INDISKA – Mode und Interieur, jetzt auch in Deutschland

Seit vielen Jahren gehören die regelmäßigen Besuche in einer INDISKA Filiale, die es in so gut wie jeder größeren schwedischen Stadt gibt, zum fixen Programm unserer Aufenthalte.

Die auf Mode, Accessoires und Interieur spezialisierte Handelskette gehört zu den auffälligsten und ungewöhnlichsten Unternehmen Schwedens.

Gegründet wurde INDISKA im Jahr 1901 von Mathilda Hamilton, die von 1894 bis 1901 als Missionarin unter anderem in den Gebirgsregionen des nördlichen Indiens tätig war. In den 1950er Jahren kaufte der Geschäftsmann Åke Thambert den in der Regeringsgatan in Stockholm ansässigen Betrieb und benannte ihn in Indiska Magasinet um. Heute leitet Åke´s Enkelin, Sofie Gunolf das Unternehmen. In den 1970er Jahren begann die große Expansion in Skandinavien, heute verfügt INDISKA über rund 100 Butiken in Schweden, Norwegen, Finnland und Island.
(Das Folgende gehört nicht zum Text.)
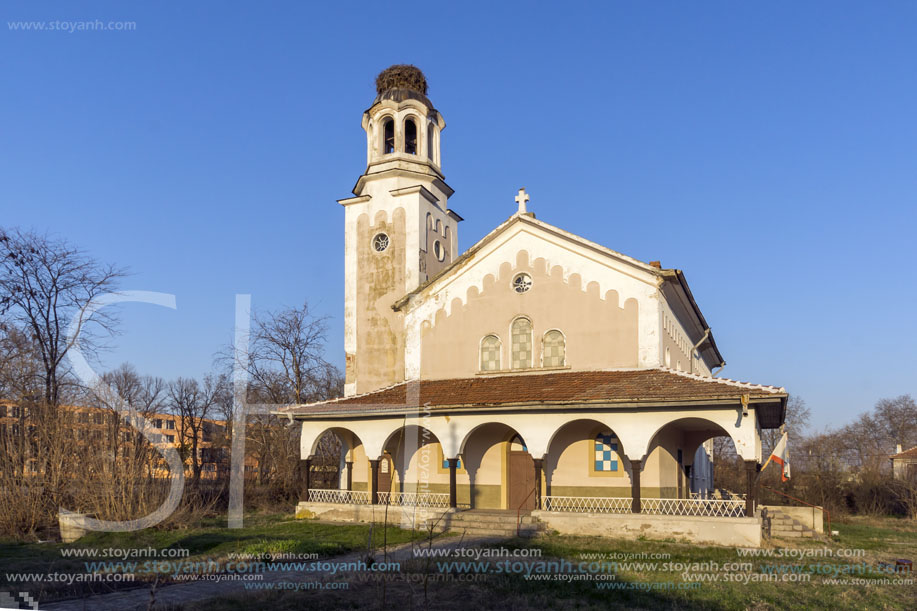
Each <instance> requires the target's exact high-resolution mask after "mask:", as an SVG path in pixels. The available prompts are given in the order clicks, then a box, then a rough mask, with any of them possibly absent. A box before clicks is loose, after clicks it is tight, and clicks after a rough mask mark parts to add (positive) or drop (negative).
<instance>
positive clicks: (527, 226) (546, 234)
mask: <svg viewBox="0 0 917 611" xmlns="http://www.w3.org/2000/svg"><path fill="white" fill-rule="evenodd" d="M520 226H524V227H525V228H526V229H527V230H529V231H530V232H531V233H533V234H541V235H542V237H544V238H545V240H547V241H554V242H561V243H563V242H566V243H567V244H568V245H569V246H575V247H576V248H577V249H578V250H581V251H583V252H584V253H585V252H588V253H590V256H591V258H593V259H597V260H601V259H606V262H607V263H608V264H612V263H614V264H615V266H616V267H624V268H628V269H629V270H631V271H630V273H629V275H633V276H637V277H640V278H641V279H642V280H643V281H644V282H647V283H652V284H655V285H658V284H659V283H660V282H659V281H658V280H657V278H664V274H663V273H662V272H663V270H660V269H658V268H655V267H653V266H651V265H648V264H646V263H643V262H642V261H638V260H637V259H634V258H633V257H628V256H627V255H624V254H622V253H619V252H617V251H614V250H611V249H610V248H606V247H604V246H601V245H599V244H596V243H595V242H591V241H589V240H586V239H585V238H581V237H580V236H577V235H574V234H572V233H570V232H568V231H564V230H563V229H560V228H558V227H555V226H553V225H550V224H548V223H545V222H542V221H539V220H537V219H536V218H535V216H534V215H533V214H530V213H529V214H520V213H517V214H514V215H513V216H511V217H509V218H508V219H507V220H506V221H504V222H503V223H501V224H500V225H499V226H497V227H496V228H495V229H494V230H493V231H491V232H490V233H488V234H487V235H486V236H484V237H483V238H481V239H480V240H479V241H478V242H477V243H476V244H474V245H473V246H472V247H471V248H469V249H468V250H466V251H465V252H464V253H463V254H462V255H461V256H460V257H459V258H458V259H456V260H455V261H453V262H452V263H451V264H450V265H449V266H447V267H446V268H445V269H443V270H442V271H441V272H440V273H438V274H437V275H436V276H434V277H433V278H431V279H430V280H428V281H427V282H426V283H424V284H422V285H420V286H419V287H417V288H416V289H414V290H413V291H411V292H410V293H408V294H407V295H405V296H404V297H402V298H401V299H399V300H398V301H397V302H395V304H393V306H392V307H393V308H394V309H395V310H403V309H410V304H411V302H412V301H414V300H415V299H417V298H418V297H421V298H422V297H423V296H426V295H430V294H434V293H436V292H437V291H438V290H439V289H440V288H441V287H442V286H444V285H446V284H447V283H449V282H450V281H451V280H452V279H453V278H454V277H456V276H458V275H461V274H463V273H466V272H467V271H468V270H469V269H470V268H471V267H473V265H472V263H473V261H474V260H475V259H479V258H480V257H481V256H487V254H488V253H487V250H488V247H489V246H493V245H494V244H495V243H497V242H498V241H499V240H500V239H501V237H505V236H507V234H508V233H510V232H513V231H515V230H517V229H519V228H520ZM531 254H532V255H533V256H537V253H531ZM665 271H668V270H665Z"/></svg>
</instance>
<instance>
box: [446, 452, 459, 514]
mask: <svg viewBox="0 0 917 611" xmlns="http://www.w3.org/2000/svg"><path fill="white" fill-rule="evenodd" d="M447 460H448V461H449V507H452V508H453V509H455V508H456V507H458V494H457V490H456V483H455V470H456V469H457V468H458V458H448V459H447Z"/></svg>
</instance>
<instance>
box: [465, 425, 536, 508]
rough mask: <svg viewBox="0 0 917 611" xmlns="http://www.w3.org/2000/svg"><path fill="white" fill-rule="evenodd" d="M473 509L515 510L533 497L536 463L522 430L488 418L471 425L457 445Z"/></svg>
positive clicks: (528, 500) (533, 499)
mask: <svg viewBox="0 0 917 611" xmlns="http://www.w3.org/2000/svg"><path fill="white" fill-rule="evenodd" d="M460 449H461V458H462V462H463V464H464V467H465V471H466V472H467V476H468V486H469V495H470V501H471V506H472V508H484V509H517V508H518V507H519V506H522V505H524V504H526V503H529V502H531V504H532V507H529V508H533V507H534V502H535V498H536V497H535V496H534V495H530V494H529V493H530V491H533V490H534V488H535V464H534V459H533V458H532V454H531V453H530V451H529V447H528V440H527V439H526V437H525V436H524V433H523V432H522V431H519V430H518V429H517V428H516V427H513V426H511V425H510V424H507V423H505V422H498V421H495V420H487V421H485V422H480V423H478V424H477V425H475V426H473V427H471V428H470V430H468V431H467V433H466V434H465V435H464V436H463V439H462V443H461V446H460Z"/></svg>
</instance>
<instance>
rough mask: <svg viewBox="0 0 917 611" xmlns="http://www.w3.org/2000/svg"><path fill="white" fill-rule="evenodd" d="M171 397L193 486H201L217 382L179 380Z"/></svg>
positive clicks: (192, 380) (210, 380)
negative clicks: (205, 428) (204, 449)
mask: <svg viewBox="0 0 917 611" xmlns="http://www.w3.org/2000/svg"><path fill="white" fill-rule="evenodd" d="M168 395H169V407H170V408H171V409H172V411H173V412H174V413H175V414H176V415H178V417H179V431H178V438H179V450H178V451H179V454H180V455H181V457H182V460H184V461H189V460H190V462H191V481H192V485H197V484H198V483H199V482H200V479H201V456H200V441H201V438H202V436H203V431H204V427H205V421H206V419H207V418H208V417H209V416H210V414H211V412H212V410H213V408H214V405H215V403H216V402H215V398H216V396H217V384H216V380H215V379H214V378H212V377H210V376H207V377H205V378H204V383H203V384H200V383H199V382H198V381H197V380H194V379H191V378H178V379H177V380H175V381H174V382H171V383H169V389H168Z"/></svg>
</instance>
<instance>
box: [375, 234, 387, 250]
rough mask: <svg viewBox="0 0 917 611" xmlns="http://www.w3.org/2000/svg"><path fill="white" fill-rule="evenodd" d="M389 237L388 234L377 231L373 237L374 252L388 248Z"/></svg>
mask: <svg viewBox="0 0 917 611" xmlns="http://www.w3.org/2000/svg"><path fill="white" fill-rule="evenodd" d="M388 244H389V239H388V236H387V235H385V234H384V233H377V234H376V237H374V238H373V250H375V251H376V252H382V251H384V250H385V249H386V248H388Z"/></svg>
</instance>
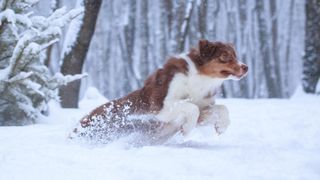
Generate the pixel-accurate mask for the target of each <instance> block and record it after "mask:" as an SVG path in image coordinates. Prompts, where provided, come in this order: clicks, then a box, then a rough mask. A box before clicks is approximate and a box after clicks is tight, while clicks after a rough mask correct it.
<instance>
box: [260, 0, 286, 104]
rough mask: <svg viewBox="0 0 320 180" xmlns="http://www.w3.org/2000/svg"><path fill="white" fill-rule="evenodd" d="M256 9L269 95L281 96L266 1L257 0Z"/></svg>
mask: <svg viewBox="0 0 320 180" xmlns="http://www.w3.org/2000/svg"><path fill="white" fill-rule="evenodd" d="M256 10H257V21H258V35H259V39H260V42H259V47H260V51H261V55H262V61H263V68H264V73H265V78H266V84H267V89H268V90H267V93H268V97H270V98H275V97H281V92H282V90H281V85H280V81H279V75H278V73H277V72H276V66H278V64H276V62H275V61H274V58H273V57H271V48H272V46H271V43H270V42H268V41H269V39H270V36H269V34H270V33H269V32H268V27H267V20H266V12H265V11H266V8H265V4H264V1H262V0H257V1H256Z"/></svg>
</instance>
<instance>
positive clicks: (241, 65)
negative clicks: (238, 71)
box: [241, 64, 248, 72]
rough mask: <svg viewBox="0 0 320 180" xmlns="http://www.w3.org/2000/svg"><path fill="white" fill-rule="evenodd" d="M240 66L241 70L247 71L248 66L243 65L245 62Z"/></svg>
mask: <svg viewBox="0 0 320 180" xmlns="http://www.w3.org/2000/svg"><path fill="white" fill-rule="evenodd" d="M241 68H242V70H243V71H244V72H247V71H248V66H247V65H245V64H242V65H241Z"/></svg>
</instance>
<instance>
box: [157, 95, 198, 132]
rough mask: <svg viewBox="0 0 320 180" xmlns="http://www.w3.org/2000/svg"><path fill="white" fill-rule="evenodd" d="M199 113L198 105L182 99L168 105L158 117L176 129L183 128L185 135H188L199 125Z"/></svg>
mask: <svg viewBox="0 0 320 180" xmlns="http://www.w3.org/2000/svg"><path fill="white" fill-rule="evenodd" d="M199 115H200V111H199V108H198V106H196V105H195V104H192V103H190V102H187V101H185V100H182V101H177V102H174V103H172V105H171V106H169V107H166V108H165V110H164V111H163V112H162V113H160V114H159V115H158V116H157V118H158V119H160V120H163V121H166V122H168V123H169V124H171V126H172V127H174V129H177V130H179V131H180V130H181V131H182V133H183V135H187V134H188V133H189V132H190V131H191V130H192V129H193V128H195V127H196V126H197V122H198V119H199Z"/></svg>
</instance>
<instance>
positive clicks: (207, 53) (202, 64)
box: [190, 40, 248, 80]
mask: <svg viewBox="0 0 320 180" xmlns="http://www.w3.org/2000/svg"><path fill="white" fill-rule="evenodd" d="M196 52H197V53H196V54H197V55H196V56H194V57H192V56H193V55H192V54H194V53H192V52H191V54H190V56H191V59H192V60H193V61H194V63H195V64H196V67H197V69H198V71H199V73H200V74H203V75H206V76H210V77H214V78H221V79H235V80H239V79H241V78H242V77H244V76H245V75H246V74H247V72H248V66H247V65H245V64H243V63H241V62H239V61H238V60H237V56H236V52H235V49H234V47H233V46H232V45H231V44H228V43H222V42H210V41H208V40H200V41H199V49H198V50H197V51H196Z"/></svg>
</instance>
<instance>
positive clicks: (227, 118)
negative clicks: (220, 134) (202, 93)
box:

Im Gegensatz zu vielen anderen Unternehmen in diesem Segment fällt auf, wie viel Wert INDISKA auf Nachhaltigkeit legt. Ganz im Sinne der Gründerin werden heute noch viele Produkte in Indien gefertigt. Man kümmert sich um faire Arbeitsbedinungen, ökologische Aspekte im Produktionsablauf und sorgt für die Schulbildung der Mitarbeiterinnen und deren Kinder.

Der Stil der Produkte lässt sich am ehesten als „indisch-orientalisch inspirierter Bohemian-Style auf Schwedisch interpretiert“ beschreiben. Die Tuniken und Blusen sind  locker geschnitten, meist sehr bunt und oft aus Leinen gefertigt. Die Dekorations- und Einrichtungsartikel, wie Kissen, Gardinen, Kerzenhalter, Porzellan und Möbel sind oft im Vintage-Look. Die Kombination aus Mode und Interieur macht INDISKA aus. Mir fällt spontan in Deutschland kein anderes Unternehmen ein, dass über ein derartiges Sortiment verfügt. Dieses Alleinstellungsmerkmal vergrößert natürlich die Chance auf einen erfolgreichen Einstieg in Deutschland.

Im Herbst 2014 hat INDISKA den Schritt nach Deutschland gewagt und im Hamburger Stadtteil Barmbek im Shoppingcenter „Hamburger Meile“ die erste Butik außerhalb Skandinaviens eröffnet. Sollte dieser Shop die Erwartungen erfüllen, stünde als nächstes ein Geschäft in Berlin am Plan. Bis der schwedische Filialist nach Süddeutschland kommt, wird noch etwas Zeit vergehen. Man wolle nicht zu schnell und unkontrolliert wachsen, ist aus dem Umfeld der Geschäftsführung zu hören. Eine löbliche und mittlerweile ungewöhnliche Sichtweise für einen Filialisten.

All diejenigen die in der nächsten Zeit weder nach Skandinavien noch nach Hamburg kommen können, haben die Möglichkeit über den Online-Shop des Unternehmens einzukaufen. Eine deutsche Sprachfassung des Shops existiert bis dato nicht, allerdings steht Englisch im Menü zur Auswahl. Die Preise werden in Euro angezeigt. Die Versandkosten sind mit Euro 9,90 innerhalb Deutschlands gedeckelt (Stand 19.2.15).

Bedauerlicherweise wurde die englische Sprachfassung vom Netz genommen. Auch in den Allgemeinen Geschäftsbedingungen des Unternehmens wird nicht mehr von einer Lieferung nach Deutschland gesprochen. Dieser Service scheint somit aktuell nicht verfügbar zu sein (Stand: 8.3.2018).

Eigentlich unverständlich, dass ein Unternehmen das aus einem EU-Land stammt (Schweden) und in einem anderen EU-Land (Deutschland) über einen Shop verfügt, seine potenziellen Kunden außerhalb der Stadt in der es ein Ladengeschäft betreibt (Hamburg), nicht mit einem Online-Shop bedient.